Return to Black Mesa

Return to Black Mesa

When I was a kid I owned Half Life for three hours. It’s by no coincidence this timeframe aligns with how long it’d take for my soft plump legs to carry me back and forth from the shop where I’d feverishly fondle those boxes of potential glee, pluck a few of the best from their nest, hold them to my chest so as others could not grasp the games I’d graced with esteemed paw-marks, lengthily consider and ultimately identify the finest of the few, install the game and whimper and shiver and tell Mum I needed to go back to town and would she hold me please. Yesterday, Mythrilfan – he of RPS chat fame – bought me Half Life as a ‘gift’. This is no gift, this is the Day of Reckoning. I shall confront it head-on.

This time there’ll be no returning the game with excuses of an installer crash and maybe the disc is damaged and hoping for a refund or at least some store credit. Ten years have passed since that day, thought it haunts me still. I am now a man – I’ve changed a pillow case, I’ve contacted the telephone company about a bit of static on the line, I’ve hoovered – I’m ready for this.

The game opens by welding me to rails, yet I’m reminded of my fate by Sector C’s airlocks, which speak to me with a screeching steel statement as the monstrosities let out their last gasp and seal me within their sarcophagus. This is all too familiar. I wish I was home. I watch industry in motion, observe machinery routinely fulfilling its role; the scripted have no utility for digression. I ponder if the yellow robot has noticed the monorail’s passage and shares a similar musing on my place in life. A barney escorts me to ground-zero’s foyer; after a decade of this job, he looks decidedly inhuman. He tells me we should catch up for a beer later. If I find my friend’s humanity lacking, what hope do I have to empathise with my monstrously metamorphosed foe?

My inner soundtrack does nothing to calm my nerves. The omnipresent DJ composes a cacophony of tension and blades, bringing my taut psyche to breaking-point. I sit on a changing-room bench in a futile attempt to calm my breathing and see sense – lunging for Zen only brings Xen within reach. My cold, pale body now tightly ensnared by the Hazard Suit, I feel ever more inadequate in contrast to its power. Somebody else should have received this gift, someone who’d suffer this disaster with a smile.

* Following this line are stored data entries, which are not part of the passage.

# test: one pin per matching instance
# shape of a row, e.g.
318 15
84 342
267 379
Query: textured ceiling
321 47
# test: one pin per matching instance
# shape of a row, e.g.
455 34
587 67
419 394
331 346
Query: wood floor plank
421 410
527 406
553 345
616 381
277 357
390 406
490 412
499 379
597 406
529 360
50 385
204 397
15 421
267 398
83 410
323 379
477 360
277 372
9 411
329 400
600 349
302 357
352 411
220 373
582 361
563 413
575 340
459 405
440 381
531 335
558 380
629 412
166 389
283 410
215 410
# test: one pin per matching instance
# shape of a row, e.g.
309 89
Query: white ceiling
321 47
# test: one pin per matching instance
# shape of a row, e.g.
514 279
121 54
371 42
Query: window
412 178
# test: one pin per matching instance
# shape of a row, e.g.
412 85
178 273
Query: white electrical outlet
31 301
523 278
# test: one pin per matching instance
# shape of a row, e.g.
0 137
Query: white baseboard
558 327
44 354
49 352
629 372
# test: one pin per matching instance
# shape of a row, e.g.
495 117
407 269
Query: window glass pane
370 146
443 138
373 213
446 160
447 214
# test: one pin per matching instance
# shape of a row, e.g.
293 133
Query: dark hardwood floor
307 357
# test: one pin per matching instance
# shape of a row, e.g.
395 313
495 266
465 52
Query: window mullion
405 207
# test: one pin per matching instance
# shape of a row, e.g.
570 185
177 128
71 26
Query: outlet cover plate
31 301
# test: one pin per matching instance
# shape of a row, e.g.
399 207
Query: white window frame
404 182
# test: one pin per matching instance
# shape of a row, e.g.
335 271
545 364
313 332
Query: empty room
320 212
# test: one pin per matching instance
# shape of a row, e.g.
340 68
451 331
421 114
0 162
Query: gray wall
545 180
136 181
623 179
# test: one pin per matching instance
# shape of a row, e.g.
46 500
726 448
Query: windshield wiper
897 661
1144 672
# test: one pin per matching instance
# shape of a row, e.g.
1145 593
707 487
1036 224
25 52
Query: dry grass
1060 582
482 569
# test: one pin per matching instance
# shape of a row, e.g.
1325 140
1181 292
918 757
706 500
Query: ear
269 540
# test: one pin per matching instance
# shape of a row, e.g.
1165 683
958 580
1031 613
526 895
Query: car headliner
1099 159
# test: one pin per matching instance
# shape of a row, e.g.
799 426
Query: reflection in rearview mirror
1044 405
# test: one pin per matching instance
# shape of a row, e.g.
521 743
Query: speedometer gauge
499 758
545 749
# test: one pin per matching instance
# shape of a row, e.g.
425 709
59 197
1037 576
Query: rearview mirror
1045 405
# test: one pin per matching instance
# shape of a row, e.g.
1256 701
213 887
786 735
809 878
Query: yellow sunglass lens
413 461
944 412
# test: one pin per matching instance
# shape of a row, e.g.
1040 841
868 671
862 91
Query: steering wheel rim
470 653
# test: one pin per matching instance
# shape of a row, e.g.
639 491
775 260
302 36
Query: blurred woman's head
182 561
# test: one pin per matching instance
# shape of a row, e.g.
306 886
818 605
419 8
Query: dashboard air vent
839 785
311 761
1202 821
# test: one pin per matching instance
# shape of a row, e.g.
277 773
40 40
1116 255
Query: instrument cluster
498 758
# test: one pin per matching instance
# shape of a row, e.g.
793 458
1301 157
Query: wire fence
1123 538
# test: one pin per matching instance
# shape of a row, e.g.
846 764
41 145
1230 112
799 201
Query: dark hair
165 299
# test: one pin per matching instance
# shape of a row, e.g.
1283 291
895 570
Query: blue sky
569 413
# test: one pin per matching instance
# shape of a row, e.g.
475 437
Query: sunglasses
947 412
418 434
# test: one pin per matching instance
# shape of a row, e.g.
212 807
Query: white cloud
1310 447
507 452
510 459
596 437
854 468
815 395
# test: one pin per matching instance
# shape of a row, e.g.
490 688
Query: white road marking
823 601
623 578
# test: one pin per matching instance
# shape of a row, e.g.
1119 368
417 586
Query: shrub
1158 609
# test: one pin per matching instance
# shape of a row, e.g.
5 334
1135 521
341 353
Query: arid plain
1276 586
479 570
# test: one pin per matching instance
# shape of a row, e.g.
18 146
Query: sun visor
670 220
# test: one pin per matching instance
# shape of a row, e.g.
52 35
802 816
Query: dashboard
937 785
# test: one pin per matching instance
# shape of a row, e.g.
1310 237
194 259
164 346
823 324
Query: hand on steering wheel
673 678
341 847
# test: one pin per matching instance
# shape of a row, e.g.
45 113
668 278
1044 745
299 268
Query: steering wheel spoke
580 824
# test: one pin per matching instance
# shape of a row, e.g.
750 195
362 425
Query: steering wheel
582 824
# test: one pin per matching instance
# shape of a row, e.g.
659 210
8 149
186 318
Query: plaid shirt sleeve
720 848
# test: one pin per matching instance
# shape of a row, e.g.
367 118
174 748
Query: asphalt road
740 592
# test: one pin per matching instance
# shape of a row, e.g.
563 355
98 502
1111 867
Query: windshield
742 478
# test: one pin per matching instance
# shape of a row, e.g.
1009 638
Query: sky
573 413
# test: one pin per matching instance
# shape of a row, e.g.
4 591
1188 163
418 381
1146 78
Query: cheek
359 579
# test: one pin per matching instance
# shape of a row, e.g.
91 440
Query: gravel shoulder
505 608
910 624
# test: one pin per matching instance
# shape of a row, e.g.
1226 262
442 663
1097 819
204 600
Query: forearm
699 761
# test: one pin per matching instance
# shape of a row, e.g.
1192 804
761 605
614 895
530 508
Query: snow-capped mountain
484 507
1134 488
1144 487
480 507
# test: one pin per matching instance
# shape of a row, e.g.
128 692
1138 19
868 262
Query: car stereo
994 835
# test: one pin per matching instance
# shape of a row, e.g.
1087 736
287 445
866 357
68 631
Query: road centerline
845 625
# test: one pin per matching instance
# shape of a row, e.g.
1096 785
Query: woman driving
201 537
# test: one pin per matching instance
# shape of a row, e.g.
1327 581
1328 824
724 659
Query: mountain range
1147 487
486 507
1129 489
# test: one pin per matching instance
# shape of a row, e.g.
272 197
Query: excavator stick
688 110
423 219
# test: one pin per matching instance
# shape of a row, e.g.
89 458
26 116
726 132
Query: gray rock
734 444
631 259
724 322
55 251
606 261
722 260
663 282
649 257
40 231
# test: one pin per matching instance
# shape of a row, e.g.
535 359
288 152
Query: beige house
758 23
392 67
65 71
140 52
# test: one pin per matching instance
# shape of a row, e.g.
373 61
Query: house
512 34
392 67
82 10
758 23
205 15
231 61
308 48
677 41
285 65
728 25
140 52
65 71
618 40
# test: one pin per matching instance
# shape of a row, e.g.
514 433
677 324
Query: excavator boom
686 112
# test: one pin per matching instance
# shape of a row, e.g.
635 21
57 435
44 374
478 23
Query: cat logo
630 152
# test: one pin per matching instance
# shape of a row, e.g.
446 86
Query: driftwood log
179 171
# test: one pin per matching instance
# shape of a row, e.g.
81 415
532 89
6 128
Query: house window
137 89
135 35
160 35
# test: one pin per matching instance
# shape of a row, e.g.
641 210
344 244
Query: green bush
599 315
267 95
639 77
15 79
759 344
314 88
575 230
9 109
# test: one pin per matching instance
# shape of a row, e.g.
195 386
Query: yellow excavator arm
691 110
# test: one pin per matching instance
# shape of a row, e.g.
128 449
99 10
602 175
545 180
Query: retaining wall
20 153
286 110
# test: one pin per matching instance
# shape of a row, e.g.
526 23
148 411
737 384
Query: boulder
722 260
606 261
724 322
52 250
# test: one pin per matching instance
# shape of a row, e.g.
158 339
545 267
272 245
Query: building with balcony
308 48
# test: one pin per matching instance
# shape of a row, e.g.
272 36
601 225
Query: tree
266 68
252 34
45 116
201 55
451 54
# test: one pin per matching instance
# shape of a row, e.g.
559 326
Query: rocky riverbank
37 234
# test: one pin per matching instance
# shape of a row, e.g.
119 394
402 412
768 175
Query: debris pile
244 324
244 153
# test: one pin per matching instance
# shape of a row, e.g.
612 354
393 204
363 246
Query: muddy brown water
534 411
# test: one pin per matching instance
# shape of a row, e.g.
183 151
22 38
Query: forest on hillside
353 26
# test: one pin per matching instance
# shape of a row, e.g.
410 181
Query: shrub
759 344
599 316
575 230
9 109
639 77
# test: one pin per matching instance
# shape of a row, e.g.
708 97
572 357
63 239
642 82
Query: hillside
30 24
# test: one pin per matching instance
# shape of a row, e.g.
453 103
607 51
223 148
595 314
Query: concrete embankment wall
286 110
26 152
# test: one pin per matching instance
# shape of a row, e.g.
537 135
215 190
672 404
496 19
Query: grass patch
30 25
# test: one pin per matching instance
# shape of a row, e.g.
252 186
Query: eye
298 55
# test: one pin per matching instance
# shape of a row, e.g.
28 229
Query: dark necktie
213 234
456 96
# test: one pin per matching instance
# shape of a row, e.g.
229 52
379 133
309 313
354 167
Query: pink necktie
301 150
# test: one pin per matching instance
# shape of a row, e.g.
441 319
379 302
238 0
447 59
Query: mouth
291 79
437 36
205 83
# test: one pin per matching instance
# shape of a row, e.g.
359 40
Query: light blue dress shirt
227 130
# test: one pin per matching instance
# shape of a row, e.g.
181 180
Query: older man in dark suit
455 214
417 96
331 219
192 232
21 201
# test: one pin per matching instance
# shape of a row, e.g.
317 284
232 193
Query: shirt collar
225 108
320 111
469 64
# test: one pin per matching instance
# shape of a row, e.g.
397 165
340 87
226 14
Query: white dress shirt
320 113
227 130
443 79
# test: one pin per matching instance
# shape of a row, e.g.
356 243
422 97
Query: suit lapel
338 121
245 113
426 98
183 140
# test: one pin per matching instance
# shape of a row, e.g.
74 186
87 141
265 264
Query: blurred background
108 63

Outside the test chamber I meet men who’re blinded to the risk by myopia of greed and prestiege. I see knighthood in the balding one’s eyes. I want to inform him that honour is reserved for rugby players and game show hosts but I can’t summon the words. The ladder is tackled and the source of my depression begs to be depressed itself. I pressed this button when I was twelve and discovered only incompetence and incontinence. There’s a moment’s hesitation then the process is engaged. The PC whirs to a stop. I never thought I’d see a resonance cascade, let alone escape one.